You can also create custom reference projects to avoid content repetition if you have multiple Dataops projects. For more information, see How to Create a Custom Reference Project.
How is the reference project implemented?
The DataOps Reference Project has an access level of internal so that only authenticated users have read-only access to it.
The following standard content is maintained in the reference project, including:
- Default values for the main DataOps variables
- Additional variables that provide icons and orchestrator image names
- A before_script that runs at the start of every job to set the runtime variables
- Standard job configurations for pipeline initialization, secrets loading, Snowflake setup, and so on
- Base jobs to allow simpler project job definitions
- Execution rules, allowing branch-based job control, implemented as base jobs
Each new project created from the DataOps template project includes a bootstrap.yml
file in all pipeline files that loads all the reference project files.
What are the reference project benefits?
You can manage most of the standard pipeline configuration and content from within the reference project.
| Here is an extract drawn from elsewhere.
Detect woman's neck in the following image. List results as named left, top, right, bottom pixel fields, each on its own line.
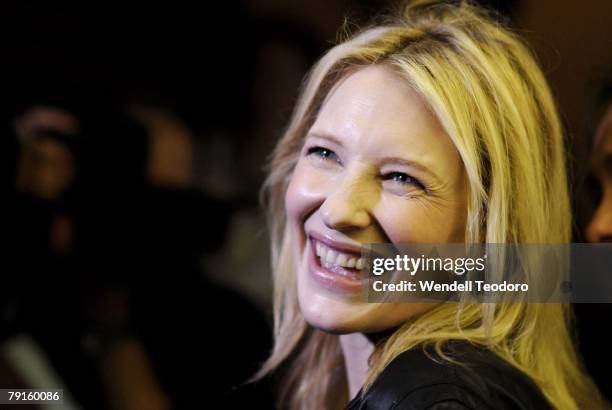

This allows us to push updates to a single location, support new features or fix issues and push changes seamlessly to all your pipelines when they run.
How to override the standard configurations in the reference project?
You must modify your project settings for simple changes such as adding or removing stages.
However, for more complex changes like tweaking any Snowflake Object Lifecycle Engine (SOLE) jobs, the best way is to copy the relevant file from the reference project implementation to your project and make changes in this file. The workflow for this is as follows:
- Copy the file in question from the reference project to the exact location in your project as per the project structure
- Make the changes you need to this file
- Edit your project's
bootstrap.yml
to alter the changed file's link from the reference project to its new local location
Although making such changes is often merited, remember that it becomes something you must support and maintain yourself. You won't directly receive any standard updates to the file from the reference project unless you merge them manually.